Конечно, она избегает говорить о том, из-за чего мы чаще всего с ней ссорились — о своей тяге к выпивке. Об этом она не упоминает, как если бы описывать людей во время урагана, но о самом урагане, ветре и прочем — не упоминать. Только о последствиях, разрушениях и потерях. О поле боя после битвы.

Но если бы меня спросили, как часто вы ссорились с женой по поводу ее тяги к алкоголю, я бы сказал — не знаю, раз в месяц, ну, пару раз в месяц. Но Танька пишет в дневник, начиная с осени 2007 года почти каждый день. И совершенно с одной интонацией полного и окончательного крушения и разочарования в жизни.

Я помню это время, но ничего похожего на тот беспросветный мрак, ею описываемый, никогда не было. Я воспринимал все совершенно иначе: я писал большую академическую работу о Пригове и Кривулине, вёл колонку в питерской газете «Дело», каждый день ходил на работу в Дэвис центр; да, трудности, оплошности, порой или часто беспомощность от незнания чужой жизни, но для меня все это было в пределах нормы, а для нее — кромешный ужас.

Но если бы меня спросили, почему ваша Танька находилась под сплошным колпаком ужасной депрессии, почему она описала вашу жизнь как непереносимое мучение, я бы ответил: потому что она была слишком хорошей женой. Более того, она была из породы таких женщин, которые не умеют и никогда не устраивают скандалов. Которые никогда не кричат, не повышают голос, не идут на конфликт, не ссорятся, которые умеют все на свете терпеть и все носить в себе.

И вот это, может быть, самая главная ее беда — она все носила в себе, не устраивала мне скандалов, сцен ревности, не кричала на нашего сына, не била посуду, не ссорилась с подругами, не делала другим замечаний. Она испытывала раздражение и обиды, но не высказывала их или высказывала в такой форме, что это и обидой не назовешь. Но она была настолько требовательна к себе, настолько неуверенна в себе, настолько стеснительна, что не выработала язык коммуникаций с окружающим ее миром. Этот мир не был к ней особенно жесток, он особо ее не выделял, он наградил ее тем мужем, который ей достался, тем сыном и теми родственниками, которые у неё были или появились. Но она не с кем не могла позволить себе откровенности, она общалась с людьми по какой-то усеченной, укороченной программе, больше состоящей из намеков, шуток, обозначений проблем, а не отражения их. И оказалась совершенно незащищенной перед этой, в общем и целом, обыкновенной жизнью.

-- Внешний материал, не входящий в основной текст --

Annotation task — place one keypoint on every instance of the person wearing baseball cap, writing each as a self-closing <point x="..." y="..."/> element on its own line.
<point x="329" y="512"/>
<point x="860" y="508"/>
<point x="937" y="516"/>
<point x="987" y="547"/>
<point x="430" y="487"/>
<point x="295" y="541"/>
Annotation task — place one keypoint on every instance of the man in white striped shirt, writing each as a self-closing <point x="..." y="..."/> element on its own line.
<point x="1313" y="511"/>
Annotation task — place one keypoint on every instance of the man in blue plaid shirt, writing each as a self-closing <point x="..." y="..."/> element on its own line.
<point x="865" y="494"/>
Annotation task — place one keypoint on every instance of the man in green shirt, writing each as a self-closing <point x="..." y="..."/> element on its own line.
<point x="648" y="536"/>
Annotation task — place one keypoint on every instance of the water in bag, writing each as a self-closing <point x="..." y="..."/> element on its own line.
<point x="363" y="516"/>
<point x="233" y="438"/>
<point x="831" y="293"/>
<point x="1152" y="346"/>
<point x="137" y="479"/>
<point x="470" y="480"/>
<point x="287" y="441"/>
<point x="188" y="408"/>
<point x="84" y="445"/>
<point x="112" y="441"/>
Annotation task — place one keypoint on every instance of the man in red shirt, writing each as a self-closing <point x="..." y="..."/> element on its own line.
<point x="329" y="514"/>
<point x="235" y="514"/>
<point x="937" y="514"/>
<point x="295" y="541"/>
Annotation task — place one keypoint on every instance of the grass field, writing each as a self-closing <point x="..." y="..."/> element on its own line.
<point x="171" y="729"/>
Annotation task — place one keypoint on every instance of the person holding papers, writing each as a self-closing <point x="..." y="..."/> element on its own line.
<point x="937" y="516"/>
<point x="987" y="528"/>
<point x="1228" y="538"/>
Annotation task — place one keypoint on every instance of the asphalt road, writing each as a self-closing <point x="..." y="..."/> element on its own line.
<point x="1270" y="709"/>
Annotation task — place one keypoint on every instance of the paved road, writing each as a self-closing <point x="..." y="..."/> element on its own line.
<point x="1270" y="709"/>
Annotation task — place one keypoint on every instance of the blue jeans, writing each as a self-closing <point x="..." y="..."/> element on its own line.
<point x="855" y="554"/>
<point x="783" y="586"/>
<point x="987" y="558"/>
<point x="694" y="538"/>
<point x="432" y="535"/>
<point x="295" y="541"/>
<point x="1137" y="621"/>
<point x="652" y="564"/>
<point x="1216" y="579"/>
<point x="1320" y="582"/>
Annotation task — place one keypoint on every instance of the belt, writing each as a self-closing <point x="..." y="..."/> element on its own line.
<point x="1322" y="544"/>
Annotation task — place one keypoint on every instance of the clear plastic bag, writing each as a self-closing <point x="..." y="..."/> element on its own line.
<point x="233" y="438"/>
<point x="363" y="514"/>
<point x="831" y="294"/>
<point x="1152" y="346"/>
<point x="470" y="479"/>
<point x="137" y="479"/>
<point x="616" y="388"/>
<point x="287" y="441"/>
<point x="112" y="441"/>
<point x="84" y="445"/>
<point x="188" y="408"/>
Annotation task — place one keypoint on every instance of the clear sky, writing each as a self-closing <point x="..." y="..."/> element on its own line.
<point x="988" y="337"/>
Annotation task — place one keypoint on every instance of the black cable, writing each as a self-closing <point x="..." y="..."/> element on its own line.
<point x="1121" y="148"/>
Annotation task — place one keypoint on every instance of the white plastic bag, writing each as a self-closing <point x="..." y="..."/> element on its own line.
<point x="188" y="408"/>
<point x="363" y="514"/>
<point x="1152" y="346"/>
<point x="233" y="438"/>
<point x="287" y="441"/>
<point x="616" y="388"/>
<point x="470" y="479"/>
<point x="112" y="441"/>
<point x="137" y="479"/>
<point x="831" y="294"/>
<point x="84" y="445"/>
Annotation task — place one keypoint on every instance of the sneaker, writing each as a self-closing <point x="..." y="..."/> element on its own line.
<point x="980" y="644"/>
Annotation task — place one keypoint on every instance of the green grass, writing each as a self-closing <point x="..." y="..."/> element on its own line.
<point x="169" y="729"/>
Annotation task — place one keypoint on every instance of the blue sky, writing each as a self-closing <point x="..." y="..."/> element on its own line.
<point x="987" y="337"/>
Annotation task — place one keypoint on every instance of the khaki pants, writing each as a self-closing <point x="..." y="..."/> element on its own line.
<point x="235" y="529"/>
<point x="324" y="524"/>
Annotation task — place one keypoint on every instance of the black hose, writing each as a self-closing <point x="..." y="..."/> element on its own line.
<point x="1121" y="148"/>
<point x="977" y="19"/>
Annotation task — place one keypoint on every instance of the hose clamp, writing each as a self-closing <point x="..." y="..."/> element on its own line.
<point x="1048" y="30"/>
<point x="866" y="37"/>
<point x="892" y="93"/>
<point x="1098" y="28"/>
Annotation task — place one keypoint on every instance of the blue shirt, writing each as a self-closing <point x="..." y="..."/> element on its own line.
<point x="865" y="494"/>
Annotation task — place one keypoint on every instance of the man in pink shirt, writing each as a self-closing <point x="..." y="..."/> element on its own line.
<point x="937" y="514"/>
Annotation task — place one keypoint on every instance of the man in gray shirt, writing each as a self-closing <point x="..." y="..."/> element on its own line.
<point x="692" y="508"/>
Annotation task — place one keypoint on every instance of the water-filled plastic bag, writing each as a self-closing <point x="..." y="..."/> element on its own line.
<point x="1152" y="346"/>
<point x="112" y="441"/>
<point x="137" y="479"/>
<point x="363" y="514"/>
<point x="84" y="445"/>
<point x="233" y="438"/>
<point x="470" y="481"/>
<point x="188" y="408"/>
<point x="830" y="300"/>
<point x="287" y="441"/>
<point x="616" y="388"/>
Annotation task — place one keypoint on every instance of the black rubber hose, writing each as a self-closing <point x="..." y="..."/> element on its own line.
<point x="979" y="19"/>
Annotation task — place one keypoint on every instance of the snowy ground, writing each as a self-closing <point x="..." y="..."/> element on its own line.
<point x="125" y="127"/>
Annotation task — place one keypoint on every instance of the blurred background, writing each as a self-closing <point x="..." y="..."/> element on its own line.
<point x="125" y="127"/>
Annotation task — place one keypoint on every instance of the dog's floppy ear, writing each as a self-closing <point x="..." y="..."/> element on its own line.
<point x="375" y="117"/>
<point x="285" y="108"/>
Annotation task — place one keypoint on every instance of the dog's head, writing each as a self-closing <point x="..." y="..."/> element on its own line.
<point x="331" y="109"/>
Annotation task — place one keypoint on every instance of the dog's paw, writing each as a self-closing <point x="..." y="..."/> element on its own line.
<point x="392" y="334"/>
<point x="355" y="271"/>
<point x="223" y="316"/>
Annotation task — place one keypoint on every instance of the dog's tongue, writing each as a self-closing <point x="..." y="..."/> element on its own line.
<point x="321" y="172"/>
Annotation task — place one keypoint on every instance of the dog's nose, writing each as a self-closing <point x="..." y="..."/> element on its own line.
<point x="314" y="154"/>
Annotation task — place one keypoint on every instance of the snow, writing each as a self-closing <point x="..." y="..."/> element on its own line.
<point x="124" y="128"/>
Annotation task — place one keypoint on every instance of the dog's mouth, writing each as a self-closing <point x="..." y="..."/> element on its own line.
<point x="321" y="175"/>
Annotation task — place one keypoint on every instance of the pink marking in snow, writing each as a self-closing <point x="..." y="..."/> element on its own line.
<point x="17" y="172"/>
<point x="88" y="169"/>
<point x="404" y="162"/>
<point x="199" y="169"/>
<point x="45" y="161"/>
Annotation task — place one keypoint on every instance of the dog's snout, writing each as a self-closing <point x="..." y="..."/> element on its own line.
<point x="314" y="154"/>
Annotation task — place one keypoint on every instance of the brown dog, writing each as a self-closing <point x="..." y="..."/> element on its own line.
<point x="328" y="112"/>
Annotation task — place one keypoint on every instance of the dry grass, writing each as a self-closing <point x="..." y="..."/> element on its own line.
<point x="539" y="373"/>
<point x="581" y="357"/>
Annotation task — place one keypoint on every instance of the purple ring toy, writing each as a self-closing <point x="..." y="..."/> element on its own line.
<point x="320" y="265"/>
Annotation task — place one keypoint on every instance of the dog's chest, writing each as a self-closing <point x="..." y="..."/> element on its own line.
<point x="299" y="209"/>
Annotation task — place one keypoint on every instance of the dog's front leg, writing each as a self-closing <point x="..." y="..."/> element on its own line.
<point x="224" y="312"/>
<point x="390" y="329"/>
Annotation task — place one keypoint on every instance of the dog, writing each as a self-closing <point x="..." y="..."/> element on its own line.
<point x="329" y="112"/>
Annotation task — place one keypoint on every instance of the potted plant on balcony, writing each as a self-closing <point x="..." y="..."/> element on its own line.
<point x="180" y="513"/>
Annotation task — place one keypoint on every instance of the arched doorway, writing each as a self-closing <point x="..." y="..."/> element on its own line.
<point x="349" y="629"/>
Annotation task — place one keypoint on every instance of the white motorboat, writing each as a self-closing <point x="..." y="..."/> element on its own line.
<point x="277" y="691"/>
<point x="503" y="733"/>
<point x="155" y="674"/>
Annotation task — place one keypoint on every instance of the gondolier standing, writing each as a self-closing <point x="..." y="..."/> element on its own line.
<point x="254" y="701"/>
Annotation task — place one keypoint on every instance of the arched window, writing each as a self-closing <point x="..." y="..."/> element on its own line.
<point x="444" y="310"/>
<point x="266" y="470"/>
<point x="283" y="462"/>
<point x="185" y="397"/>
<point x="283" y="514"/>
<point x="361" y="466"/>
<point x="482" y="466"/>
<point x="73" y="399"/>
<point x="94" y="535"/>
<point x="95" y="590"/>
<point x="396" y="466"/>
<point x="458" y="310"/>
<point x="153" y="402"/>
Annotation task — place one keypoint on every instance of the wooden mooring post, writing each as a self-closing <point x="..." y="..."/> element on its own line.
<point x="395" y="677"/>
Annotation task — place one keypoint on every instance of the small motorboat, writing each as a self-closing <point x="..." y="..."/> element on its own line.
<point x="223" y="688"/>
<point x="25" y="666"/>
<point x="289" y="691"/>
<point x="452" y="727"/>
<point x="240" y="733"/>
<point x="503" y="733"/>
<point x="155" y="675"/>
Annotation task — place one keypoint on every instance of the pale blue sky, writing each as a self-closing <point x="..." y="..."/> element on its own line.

Да, главной причиной, центральным, возможно, пороком стала ее тяга к алкоголю, но и это объяснимо ее невысказанностью, невозможностью никому открыться, допустить прямое откровенное высказывание, жалобу, крик. Снять напряжение. Она все носила в себе, а потом, дойдя до ручки: начала писать в дневник, описывая изнанку своей жизни. Изнанку, потому что вне дневника это вела обыкновенную жизнь с шутками, готовкой еды, умными разговорами мужа и сына, стандартным набором эмигрантских проблем, которые есть у всех или практически у всех, но оборачиваются таким сплошным мраком и отчаянием, только если чувствам и мыслям нет выхода, все заперто, закрыто, воздух спертый и отравленный и, кроме как жаловаться и умирать, ничего не остается. Или смотреть фильмы, которые мы действительно смотрели каждый вечер, но она придает этим фильмам какое-то эсхатологическое значение: хороший фильм — день удался, плохой — все коту под хвост.

Танька находилась в депрессии, ужасной и мучительной депрессии, но не могла ни с кем об этом поговорить, потому что по касательной обязательно бы всплыла ее тяга к выпивке, а эта тема была для неё — табу. У неё была тяга не к выпивке, а к свободе, и тот, кто лишал ее права выпить, лишал ее воздуха.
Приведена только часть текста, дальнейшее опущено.